Des dizaines de Palestiniens ont été tués dans les frappes israéliennes incessantes sur la bande de Gaza dévastée par la guerre. Une distribution de nourriture à des habitants affamés y a encore une fois tourné au drame samedi faisant cinq morts.

Face au risque de famine dans le territoire palestinien assiégé où la guerre entre Israël et le Hamas palestinien ne connaît aucun répit, une flottille a quitté Chypre en direction de Gaza pour y acheminer 400 tonnes d'aide humanitaire. Une aide qui reste très insuffisante devant les besoins immenses.
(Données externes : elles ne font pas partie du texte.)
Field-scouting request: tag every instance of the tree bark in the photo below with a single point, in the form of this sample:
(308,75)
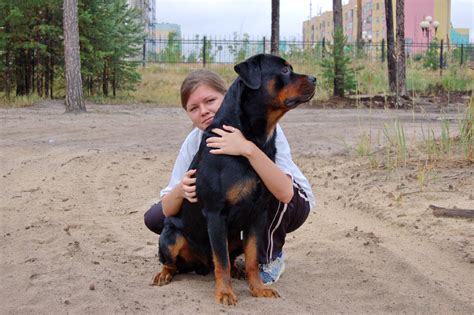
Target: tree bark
(8,66)
(275,38)
(401,76)
(391,61)
(74,98)
(338,49)
(359,26)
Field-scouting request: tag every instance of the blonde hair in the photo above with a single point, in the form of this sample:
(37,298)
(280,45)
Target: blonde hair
(201,77)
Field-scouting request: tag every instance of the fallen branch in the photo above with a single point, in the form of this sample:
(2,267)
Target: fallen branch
(453,213)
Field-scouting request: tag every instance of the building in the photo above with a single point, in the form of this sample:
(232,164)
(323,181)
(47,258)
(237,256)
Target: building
(373,25)
(161,31)
(459,36)
(148,9)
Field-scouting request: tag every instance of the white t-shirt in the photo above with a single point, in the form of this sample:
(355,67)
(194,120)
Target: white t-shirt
(283,160)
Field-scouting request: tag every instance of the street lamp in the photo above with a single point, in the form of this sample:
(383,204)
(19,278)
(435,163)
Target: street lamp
(426,25)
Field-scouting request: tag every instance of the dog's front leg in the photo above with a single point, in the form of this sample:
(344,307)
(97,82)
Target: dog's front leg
(257,288)
(220,253)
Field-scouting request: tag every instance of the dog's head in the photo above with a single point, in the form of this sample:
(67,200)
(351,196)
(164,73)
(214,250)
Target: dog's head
(272,87)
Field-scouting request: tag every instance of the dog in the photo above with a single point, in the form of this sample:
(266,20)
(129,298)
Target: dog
(230,214)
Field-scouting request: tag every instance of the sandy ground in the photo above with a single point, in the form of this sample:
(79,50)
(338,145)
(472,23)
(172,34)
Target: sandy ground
(75,187)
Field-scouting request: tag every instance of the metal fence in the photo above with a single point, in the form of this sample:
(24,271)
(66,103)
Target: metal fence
(226,51)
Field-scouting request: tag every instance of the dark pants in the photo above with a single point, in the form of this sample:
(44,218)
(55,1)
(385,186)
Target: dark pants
(282,219)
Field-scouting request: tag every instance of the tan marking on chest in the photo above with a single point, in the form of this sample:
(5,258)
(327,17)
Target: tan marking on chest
(241,190)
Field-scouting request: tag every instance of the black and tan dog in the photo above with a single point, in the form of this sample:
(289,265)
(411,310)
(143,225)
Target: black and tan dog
(230,215)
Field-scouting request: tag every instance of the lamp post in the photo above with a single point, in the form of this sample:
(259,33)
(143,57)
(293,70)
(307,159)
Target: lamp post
(426,27)
(366,38)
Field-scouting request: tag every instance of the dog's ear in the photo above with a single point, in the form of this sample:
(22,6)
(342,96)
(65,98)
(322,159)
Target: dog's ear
(250,72)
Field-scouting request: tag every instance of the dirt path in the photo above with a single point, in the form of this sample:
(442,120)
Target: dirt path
(75,189)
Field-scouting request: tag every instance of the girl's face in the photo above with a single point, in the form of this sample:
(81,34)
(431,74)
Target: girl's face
(202,105)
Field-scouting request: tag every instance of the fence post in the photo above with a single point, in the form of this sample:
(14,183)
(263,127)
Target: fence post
(324,47)
(144,53)
(441,59)
(383,50)
(204,52)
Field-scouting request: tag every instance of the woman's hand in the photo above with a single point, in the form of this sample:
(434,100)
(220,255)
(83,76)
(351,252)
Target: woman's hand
(230,142)
(188,186)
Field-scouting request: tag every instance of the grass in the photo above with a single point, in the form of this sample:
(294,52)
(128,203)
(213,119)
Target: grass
(161,82)
(435,147)
(19,101)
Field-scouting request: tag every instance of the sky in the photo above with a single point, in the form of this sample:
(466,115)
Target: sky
(224,17)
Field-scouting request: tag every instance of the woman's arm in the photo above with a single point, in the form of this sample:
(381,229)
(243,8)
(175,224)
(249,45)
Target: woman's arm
(232,142)
(186,189)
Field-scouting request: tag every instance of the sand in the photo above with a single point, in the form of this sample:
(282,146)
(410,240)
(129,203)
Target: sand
(75,188)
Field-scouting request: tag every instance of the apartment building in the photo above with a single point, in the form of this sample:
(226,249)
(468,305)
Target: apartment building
(373,21)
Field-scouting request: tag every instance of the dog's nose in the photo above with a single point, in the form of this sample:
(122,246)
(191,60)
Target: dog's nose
(312,79)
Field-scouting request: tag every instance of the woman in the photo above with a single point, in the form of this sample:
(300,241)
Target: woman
(202,93)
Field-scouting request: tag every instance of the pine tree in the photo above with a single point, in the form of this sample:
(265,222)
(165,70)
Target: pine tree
(401,80)
(72,60)
(275,36)
(391,61)
(338,49)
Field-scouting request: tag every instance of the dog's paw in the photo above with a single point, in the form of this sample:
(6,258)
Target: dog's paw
(264,292)
(162,278)
(238,273)
(226,298)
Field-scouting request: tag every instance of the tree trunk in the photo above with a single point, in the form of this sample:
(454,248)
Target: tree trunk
(8,67)
(338,49)
(72,61)
(20,62)
(391,62)
(114,83)
(359,26)
(105,81)
(401,84)
(275,40)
Près de six mois après le début de la guerre déclenchée par une attaque sans précédent du mouvement islamiste Hamas contre Israël, l'armée israélienne a mené de nouveaux raids sur la bande de Gaza, faisant au moins 82 morts ces dernières 24 heures, selon le ministère de la Santé du Hamas. Ce qui porte à 32'705 le bilan total des morts à Gaza d'après le même ministère

Signe d'une situation désespérée, une distribution de nourriture dans la ville de Gaza (nord), où l'aide arrive très difficilement, a provoqué un chaos durant lequel cinq Palestiniens ont été tués par des tirs et une bousculade, selon un membre du Croissant rouge palestinien.
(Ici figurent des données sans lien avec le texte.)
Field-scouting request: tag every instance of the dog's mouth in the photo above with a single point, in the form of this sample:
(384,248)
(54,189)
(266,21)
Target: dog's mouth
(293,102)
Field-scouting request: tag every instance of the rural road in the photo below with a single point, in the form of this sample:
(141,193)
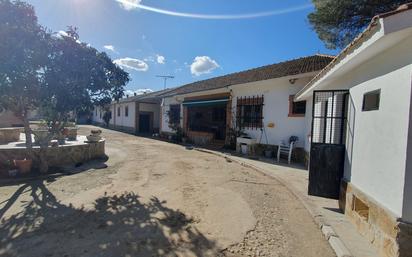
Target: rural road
(156,199)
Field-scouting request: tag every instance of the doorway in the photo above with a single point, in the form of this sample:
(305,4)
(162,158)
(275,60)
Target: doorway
(327,153)
(145,123)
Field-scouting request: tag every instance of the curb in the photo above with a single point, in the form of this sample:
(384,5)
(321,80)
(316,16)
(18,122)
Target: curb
(333,239)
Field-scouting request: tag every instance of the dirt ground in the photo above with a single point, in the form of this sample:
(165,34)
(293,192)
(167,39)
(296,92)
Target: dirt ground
(156,199)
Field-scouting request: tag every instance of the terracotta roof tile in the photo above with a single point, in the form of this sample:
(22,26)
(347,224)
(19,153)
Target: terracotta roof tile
(287,68)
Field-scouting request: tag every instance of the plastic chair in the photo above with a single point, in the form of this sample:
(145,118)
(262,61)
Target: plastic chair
(285,149)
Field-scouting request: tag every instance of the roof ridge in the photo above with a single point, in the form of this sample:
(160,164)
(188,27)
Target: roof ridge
(259,67)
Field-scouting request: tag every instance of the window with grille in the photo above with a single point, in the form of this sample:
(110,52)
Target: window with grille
(296,109)
(371,100)
(250,112)
(174,114)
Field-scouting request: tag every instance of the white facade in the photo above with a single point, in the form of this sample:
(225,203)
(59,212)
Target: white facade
(119,117)
(152,108)
(378,143)
(276,93)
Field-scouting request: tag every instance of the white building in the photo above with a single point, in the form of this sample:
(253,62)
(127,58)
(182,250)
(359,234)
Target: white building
(258,101)
(374,76)
(139,114)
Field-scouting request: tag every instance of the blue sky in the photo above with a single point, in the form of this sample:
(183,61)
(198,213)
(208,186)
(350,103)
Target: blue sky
(147,43)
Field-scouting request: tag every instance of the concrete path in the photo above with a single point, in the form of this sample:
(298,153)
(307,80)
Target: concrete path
(153,198)
(324,211)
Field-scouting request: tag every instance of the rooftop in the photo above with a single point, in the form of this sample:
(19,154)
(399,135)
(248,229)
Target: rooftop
(278,70)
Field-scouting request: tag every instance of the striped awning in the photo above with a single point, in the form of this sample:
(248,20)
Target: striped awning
(206,102)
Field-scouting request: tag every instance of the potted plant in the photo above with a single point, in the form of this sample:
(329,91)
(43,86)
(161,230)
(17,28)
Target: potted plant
(61,137)
(96,132)
(41,136)
(94,136)
(24,166)
(268,152)
(71,131)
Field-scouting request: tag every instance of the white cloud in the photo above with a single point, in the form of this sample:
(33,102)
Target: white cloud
(139,91)
(129,4)
(203,65)
(62,33)
(161,59)
(133,64)
(110,48)
(149,59)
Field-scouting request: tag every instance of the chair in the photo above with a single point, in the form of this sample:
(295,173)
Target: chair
(285,149)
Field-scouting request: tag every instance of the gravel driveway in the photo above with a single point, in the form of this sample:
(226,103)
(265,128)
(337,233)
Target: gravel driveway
(156,199)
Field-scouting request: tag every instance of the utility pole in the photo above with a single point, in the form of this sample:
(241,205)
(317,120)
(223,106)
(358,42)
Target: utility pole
(165,78)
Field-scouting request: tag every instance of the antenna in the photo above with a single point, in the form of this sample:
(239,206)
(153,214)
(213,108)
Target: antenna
(165,78)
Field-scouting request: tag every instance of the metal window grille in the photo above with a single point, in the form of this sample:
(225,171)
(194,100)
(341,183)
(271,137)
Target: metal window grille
(249,112)
(329,116)
(174,114)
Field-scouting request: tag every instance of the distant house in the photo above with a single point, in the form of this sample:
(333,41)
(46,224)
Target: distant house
(8,119)
(139,114)
(362,131)
(258,101)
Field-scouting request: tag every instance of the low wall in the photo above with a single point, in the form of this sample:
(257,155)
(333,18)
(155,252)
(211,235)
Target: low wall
(8,135)
(71,154)
(200,138)
(391,236)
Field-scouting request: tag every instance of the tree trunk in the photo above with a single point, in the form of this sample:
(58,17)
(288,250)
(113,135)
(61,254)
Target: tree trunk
(43,163)
(27,132)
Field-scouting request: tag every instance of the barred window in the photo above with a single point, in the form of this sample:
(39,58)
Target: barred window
(174,114)
(296,109)
(250,112)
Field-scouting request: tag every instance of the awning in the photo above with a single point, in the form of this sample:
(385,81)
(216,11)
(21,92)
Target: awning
(206,102)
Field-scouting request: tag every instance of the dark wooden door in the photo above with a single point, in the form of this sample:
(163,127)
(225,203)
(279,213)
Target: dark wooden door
(144,123)
(327,153)
(326,170)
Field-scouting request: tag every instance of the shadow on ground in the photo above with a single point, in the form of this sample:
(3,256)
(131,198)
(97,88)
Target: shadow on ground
(54,172)
(119,225)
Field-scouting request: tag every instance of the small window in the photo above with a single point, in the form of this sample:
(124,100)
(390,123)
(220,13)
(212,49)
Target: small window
(371,100)
(360,207)
(296,109)
(250,112)
(174,114)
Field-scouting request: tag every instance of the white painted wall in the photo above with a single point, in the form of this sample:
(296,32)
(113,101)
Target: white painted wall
(122,120)
(96,115)
(178,99)
(276,94)
(155,108)
(377,140)
(165,107)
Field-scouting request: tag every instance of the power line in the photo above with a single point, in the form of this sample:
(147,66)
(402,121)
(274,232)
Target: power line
(165,78)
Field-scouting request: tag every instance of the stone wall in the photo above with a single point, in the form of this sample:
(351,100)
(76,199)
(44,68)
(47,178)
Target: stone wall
(200,138)
(58,156)
(390,235)
(8,119)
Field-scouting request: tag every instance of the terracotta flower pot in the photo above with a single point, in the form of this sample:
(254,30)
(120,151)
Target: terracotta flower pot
(71,133)
(24,166)
(41,136)
(93,138)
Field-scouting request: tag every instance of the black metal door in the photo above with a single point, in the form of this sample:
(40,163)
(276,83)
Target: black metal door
(144,123)
(327,153)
Avant l'aube, des milliers de personnes attendaient à un rond-point l'arrivée d'une quinzaine de camions d'aide. Des images de l'AFP montrent des camions klaxonnant et avançant pendant que des tirs retentissent. S'ensuivent plusieurs secondes de chaos avec des ambulances sirènes hurlantes tentant de se frayer un chemin.
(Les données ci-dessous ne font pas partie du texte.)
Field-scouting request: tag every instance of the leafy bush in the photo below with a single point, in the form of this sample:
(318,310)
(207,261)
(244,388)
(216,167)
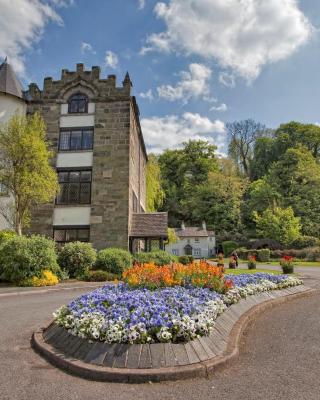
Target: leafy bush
(113,260)
(47,279)
(263,255)
(98,276)
(6,235)
(305,241)
(228,247)
(24,257)
(185,260)
(313,254)
(158,257)
(76,258)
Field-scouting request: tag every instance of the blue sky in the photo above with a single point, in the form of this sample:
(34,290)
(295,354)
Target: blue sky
(195,64)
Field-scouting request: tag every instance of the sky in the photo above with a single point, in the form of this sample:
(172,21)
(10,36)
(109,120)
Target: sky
(195,64)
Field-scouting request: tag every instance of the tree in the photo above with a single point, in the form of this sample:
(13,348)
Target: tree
(182,172)
(155,193)
(24,167)
(243,135)
(279,224)
(296,178)
(218,201)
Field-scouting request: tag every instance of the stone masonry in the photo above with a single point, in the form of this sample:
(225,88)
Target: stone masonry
(119,155)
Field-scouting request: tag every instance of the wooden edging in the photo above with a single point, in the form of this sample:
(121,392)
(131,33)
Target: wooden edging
(231,336)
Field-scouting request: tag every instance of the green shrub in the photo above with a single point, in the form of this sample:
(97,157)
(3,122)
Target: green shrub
(313,254)
(23,257)
(76,258)
(98,276)
(305,241)
(228,247)
(113,260)
(158,257)
(263,255)
(185,260)
(6,235)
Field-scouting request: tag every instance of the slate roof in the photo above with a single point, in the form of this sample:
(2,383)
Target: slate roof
(8,81)
(149,225)
(193,232)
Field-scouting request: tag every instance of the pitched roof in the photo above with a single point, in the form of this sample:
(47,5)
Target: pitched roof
(193,232)
(149,225)
(8,81)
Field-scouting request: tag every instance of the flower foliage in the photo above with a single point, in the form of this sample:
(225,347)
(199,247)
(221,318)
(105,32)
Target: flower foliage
(200,274)
(122,314)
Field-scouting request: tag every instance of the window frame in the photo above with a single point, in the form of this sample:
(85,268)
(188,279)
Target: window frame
(74,129)
(65,228)
(69,182)
(72,99)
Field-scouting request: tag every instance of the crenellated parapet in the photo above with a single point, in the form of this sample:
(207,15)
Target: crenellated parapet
(84,81)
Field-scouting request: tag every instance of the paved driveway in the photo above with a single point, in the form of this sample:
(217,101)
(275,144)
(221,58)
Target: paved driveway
(280,359)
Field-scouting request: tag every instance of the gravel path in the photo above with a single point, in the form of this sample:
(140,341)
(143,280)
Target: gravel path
(280,359)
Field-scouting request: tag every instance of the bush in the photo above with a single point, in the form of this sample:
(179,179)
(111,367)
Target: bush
(263,255)
(313,254)
(158,257)
(113,260)
(185,260)
(98,276)
(305,241)
(47,279)
(76,258)
(24,257)
(6,235)
(228,247)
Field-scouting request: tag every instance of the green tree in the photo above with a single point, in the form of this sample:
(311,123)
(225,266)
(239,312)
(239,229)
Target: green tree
(278,223)
(218,201)
(155,193)
(25,168)
(242,135)
(296,178)
(182,172)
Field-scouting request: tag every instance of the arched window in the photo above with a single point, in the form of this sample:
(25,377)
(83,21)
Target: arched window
(78,103)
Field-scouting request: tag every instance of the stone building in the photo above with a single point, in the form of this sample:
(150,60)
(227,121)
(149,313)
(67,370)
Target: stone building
(99,153)
(194,241)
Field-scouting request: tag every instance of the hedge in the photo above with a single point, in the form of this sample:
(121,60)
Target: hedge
(113,260)
(24,257)
(228,247)
(76,258)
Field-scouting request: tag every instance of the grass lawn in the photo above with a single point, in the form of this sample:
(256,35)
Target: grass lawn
(239,271)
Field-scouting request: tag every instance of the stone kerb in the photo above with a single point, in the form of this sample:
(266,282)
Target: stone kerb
(156,362)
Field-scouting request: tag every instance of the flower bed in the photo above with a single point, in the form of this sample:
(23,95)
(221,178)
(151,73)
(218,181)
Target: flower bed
(118,313)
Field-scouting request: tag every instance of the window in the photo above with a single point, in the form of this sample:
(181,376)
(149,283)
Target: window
(75,187)
(78,103)
(72,139)
(71,234)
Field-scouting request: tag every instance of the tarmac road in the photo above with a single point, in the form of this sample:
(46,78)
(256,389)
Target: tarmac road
(280,358)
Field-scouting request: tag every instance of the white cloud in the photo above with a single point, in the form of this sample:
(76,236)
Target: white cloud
(171,131)
(227,79)
(193,84)
(147,95)
(141,4)
(22,23)
(111,59)
(222,108)
(243,35)
(87,48)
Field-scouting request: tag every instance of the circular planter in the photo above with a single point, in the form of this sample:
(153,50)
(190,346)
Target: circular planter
(156,362)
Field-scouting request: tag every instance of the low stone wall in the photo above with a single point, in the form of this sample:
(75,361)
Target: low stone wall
(158,361)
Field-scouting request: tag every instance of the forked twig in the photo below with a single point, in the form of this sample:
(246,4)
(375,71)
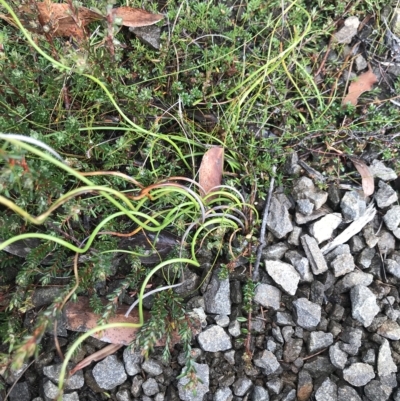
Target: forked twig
(256,273)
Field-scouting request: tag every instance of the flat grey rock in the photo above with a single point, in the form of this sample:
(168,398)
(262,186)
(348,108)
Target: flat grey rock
(322,230)
(223,394)
(343,264)
(327,391)
(109,373)
(217,296)
(278,221)
(363,305)
(214,339)
(132,361)
(386,365)
(347,393)
(150,387)
(284,274)
(379,170)
(358,374)
(353,205)
(20,392)
(389,330)
(242,386)
(268,296)
(385,196)
(352,279)
(152,367)
(307,314)
(259,394)
(314,255)
(188,393)
(267,361)
(73,383)
(392,267)
(319,340)
(377,391)
(337,356)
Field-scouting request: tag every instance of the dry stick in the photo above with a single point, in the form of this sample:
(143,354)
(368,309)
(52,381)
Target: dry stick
(256,273)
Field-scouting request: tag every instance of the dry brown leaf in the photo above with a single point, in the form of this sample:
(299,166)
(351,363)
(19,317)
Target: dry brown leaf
(59,19)
(362,84)
(136,17)
(366,176)
(97,356)
(211,168)
(80,317)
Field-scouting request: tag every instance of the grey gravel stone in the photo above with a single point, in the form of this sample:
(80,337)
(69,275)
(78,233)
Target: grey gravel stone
(369,235)
(319,340)
(214,339)
(314,255)
(222,320)
(74,382)
(152,367)
(292,349)
(352,279)
(20,392)
(234,328)
(392,267)
(275,385)
(337,356)
(379,170)
(304,386)
(267,361)
(327,391)
(307,314)
(150,386)
(305,206)
(386,366)
(268,296)
(132,361)
(136,388)
(242,386)
(376,391)
(358,374)
(363,305)
(294,237)
(223,394)
(347,393)
(301,264)
(217,296)
(385,195)
(353,205)
(284,275)
(389,330)
(230,357)
(392,218)
(187,393)
(109,373)
(322,230)
(275,252)
(259,394)
(123,395)
(365,257)
(278,222)
(343,264)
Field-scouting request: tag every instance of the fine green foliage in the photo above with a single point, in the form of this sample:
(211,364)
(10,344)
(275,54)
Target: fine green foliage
(251,77)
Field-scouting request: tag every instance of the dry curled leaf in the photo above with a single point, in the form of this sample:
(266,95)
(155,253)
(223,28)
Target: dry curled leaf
(80,317)
(366,176)
(210,172)
(136,17)
(58,18)
(362,84)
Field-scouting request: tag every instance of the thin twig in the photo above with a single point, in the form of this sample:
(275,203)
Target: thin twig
(256,273)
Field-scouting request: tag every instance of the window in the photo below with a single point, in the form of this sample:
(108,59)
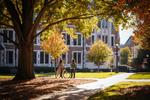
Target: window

Selon les témoignages recueillis par l'AFP, des personnes chargées de superviser la distribution ont tiré en l'air, blessant plusieurs personnes, tandis que les camions ont renversé d'autres. Les témoins évoquent aussi des tirs "nourris" de chars israéliens positionnés à quelques centaines de mètres, sans préciser dans quelle direction ils tiraient. L'armée israélienne a dit ne pas avoir d'informations au sujet de cet incident.

"Pas assez d'eau"

"Nous n'avons pas assez de nourriture et d'eau", a déclaré à l'AFP Amany, 44 ans, une Palestinienne mère de sept enfants dans le camp de Chati à Gaza-Ville.

Plusieurs distributions d'aides dans cette ville ont tourné au drame depuis février avec plus d'une centaine de morts au total. En début de semaine, 18 Palestiniens ont péri, dont douze noyés en mer, en tentant de récupérer de la nourriture parachutée par des avions arabes et occidentaux.

Strictement contrôlée par l'armée israélienne qui assiège la bande de Gaza depuis le 9 octobre, l'aide par voie terrestre venant principalement d'Egypte via Rafah, entre au compte-gouttes dans le territoire palestinien. Un corridor maritime a été ouvert mi-mars entre Chypre et Gaza avec l'arrivée d'un premier bateau d'aide.

Les agences onusiennes alertent depuis des semaines que la majorité des 2,4 millions d'habitants sont menacés de famine, notamment dans le nord de la bande de Gaza. Elles affirment que les parachutages d'aides et la voie maritime ne sont pas suffisants et que seule l'ouverture des accès terrestres peut contribuer à soulager la population. Israël accuse, lui, des agences de l'ONU d'être incapables de gérer et de distribuer les aides.

Combats près d'hôpitaux

Samedi, des milliers d'Israéliens ont de nouveau manifesté à Tel-Aviv pour soutenir les familles des otages qui ont appelé à un rassemblement de masse devant le Parlement à Jérusalem la semaine prochaine. "Ramenez-les à la maison maintenant!", a lancé Shira Elbag, dont la fille de 19 ans, Liri, a été enlevée.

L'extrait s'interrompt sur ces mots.